Angus Ritchie writes in his book ‘Inclusive Populism’ that: ‘For those who hold them, religious beliefs are not simply a personal (or communal) possession that need to be defended against incursions from rival groups. Rather they are insights into the nature of reality and thus into the sources of individual and communal flourishing – convictions that can play a constructive role in politics’.
- ‘Love Thy Neighbour’ – the local and the relational matter.
The local really matters. People care about the same spaces, places, parks, buildings, and generally feel a sense of pride in their neighbourhood. These are ‘our streets’. It’s harder to cultivate this level of ownership for areas that are a little further removed, or for issues that are ‘over there’.
But more deeply than that, our experience offered a glimpse of what a politics rooted in ‘covenant’ rather than ‘contract’ might look like. In a joint letter on ‘Renewing the Covenant’, its authors argue that ‘our civic immune systems have been weakened by contract, and they need strengthening by covenant… in order to generate a renewed civic life’. The late Rabbi Sacks defines the difference here: ‘A contract is about interests, but a covenant is about identity. It’s about you and me coming together to form an “us.” Crucially, it is about relationship. It was the power of the relationships and bonds of friendship forged between leaders from diverse institutions in the community that provided the foundation for Shadwell Responds and enabled successful action.
Where do we go from here?
As the fog of the pandemic is beginning to clear – leaders are beginning to see themselves as a genuinely powerful alliance able to proactively shape this neighbourhood for the long term, and not just respond effectively to an immediate crisis. One example of this is our affordable housing campaign which is building the relational power to realise an exciting vision for up to four sites of affordable housing on local land. We are also working together with institutions across Tower Hamlets Citizens to organise ahead of local elections next May.

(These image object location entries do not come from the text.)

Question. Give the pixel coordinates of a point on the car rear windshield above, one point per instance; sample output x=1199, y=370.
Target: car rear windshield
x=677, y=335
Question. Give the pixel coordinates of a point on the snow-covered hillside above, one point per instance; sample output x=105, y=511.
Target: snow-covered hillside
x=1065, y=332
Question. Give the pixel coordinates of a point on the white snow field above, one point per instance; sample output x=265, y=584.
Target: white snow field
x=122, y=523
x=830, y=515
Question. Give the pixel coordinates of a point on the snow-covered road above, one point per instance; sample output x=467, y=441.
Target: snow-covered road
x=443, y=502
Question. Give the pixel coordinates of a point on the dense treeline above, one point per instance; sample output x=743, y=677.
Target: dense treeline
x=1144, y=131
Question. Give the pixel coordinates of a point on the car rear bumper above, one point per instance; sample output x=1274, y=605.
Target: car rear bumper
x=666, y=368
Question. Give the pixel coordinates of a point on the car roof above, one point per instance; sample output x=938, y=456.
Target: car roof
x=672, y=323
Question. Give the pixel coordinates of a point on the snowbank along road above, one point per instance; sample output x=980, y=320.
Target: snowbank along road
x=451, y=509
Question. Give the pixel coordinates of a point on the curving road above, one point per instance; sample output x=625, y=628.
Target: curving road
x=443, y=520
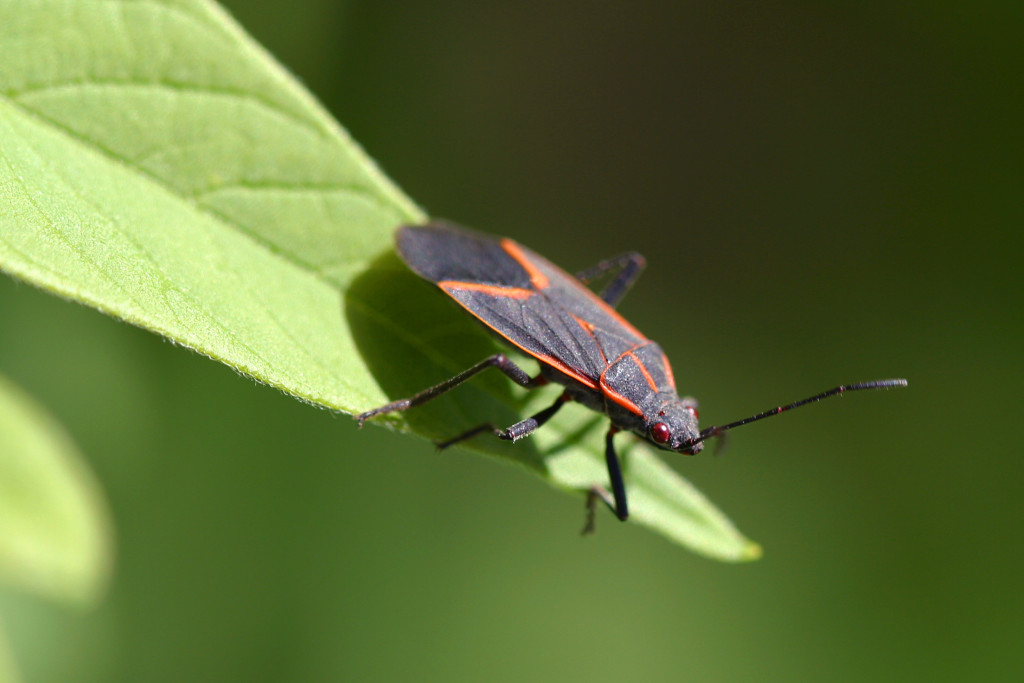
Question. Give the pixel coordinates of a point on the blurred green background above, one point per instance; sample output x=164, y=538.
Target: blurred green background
x=825, y=193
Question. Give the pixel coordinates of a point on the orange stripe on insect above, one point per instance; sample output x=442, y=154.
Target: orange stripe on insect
x=620, y=398
x=492, y=290
x=668, y=372
x=539, y=280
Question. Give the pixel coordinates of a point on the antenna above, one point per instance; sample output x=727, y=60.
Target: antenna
x=878, y=384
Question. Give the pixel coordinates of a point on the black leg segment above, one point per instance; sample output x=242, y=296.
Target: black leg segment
x=627, y=268
x=616, y=500
x=498, y=360
x=513, y=433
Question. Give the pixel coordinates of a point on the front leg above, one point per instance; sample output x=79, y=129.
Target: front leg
x=499, y=360
x=616, y=500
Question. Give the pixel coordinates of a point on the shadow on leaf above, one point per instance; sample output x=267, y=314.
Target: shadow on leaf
x=412, y=337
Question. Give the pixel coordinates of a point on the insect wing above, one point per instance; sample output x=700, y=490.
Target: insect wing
x=522, y=297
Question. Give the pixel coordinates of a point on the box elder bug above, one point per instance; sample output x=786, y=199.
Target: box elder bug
x=579, y=339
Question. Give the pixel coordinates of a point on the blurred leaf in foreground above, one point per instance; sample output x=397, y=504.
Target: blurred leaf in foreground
x=54, y=526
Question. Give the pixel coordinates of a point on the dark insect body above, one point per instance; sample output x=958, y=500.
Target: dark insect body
x=576, y=334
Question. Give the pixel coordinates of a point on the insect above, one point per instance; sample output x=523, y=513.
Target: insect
x=576, y=335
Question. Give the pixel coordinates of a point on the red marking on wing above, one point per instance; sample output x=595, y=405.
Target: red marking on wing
x=620, y=398
x=559, y=366
x=539, y=280
x=668, y=372
x=493, y=290
x=617, y=397
x=601, y=303
x=645, y=373
x=515, y=293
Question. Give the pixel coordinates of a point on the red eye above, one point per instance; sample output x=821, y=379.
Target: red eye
x=660, y=432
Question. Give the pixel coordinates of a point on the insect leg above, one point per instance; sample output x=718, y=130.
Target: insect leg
x=498, y=360
x=627, y=267
x=513, y=433
x=616, y=500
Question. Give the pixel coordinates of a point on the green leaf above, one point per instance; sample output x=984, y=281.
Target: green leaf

Contract and covenant need not be mutually exclusive. Our assembly honoured the contract between elected officials and those they serve, holding them to account through powerful testimony and well-researched asks, and yet the overwhelming feeling in the ‘zoom’ room at the end of the night was of affection. Affection for our shared home and for one another as friends and neighbours – and solidarity, speaking of a covenant between one another which transcends the confines of ‘contract’. Doris’ story of her frustration accessing free school meal vouchers for her son mattered not just because she was a person experiencing an injustice, but because she was a local resident, member of a local church, who walked the same streets and shopped in the same shops, and whose son went to the same school as many of the other people on the call.
There is a danger that as we enter a post-pandemic era, faith institutions and mutual aid groups are patted on the back for our contribution and then relegated once again to the role of benign saviours. Sticking plasters over society’s problems and catching those who fall through the cracks, but ultimately the weaker, shorter leg of the three-legged stool of state, market and civil society. I want to suggest that a bolder, more radical vision for a politics of the Common Good, which combines contract and covenant, the local and the national, state, market and civil society, is very much within our reach.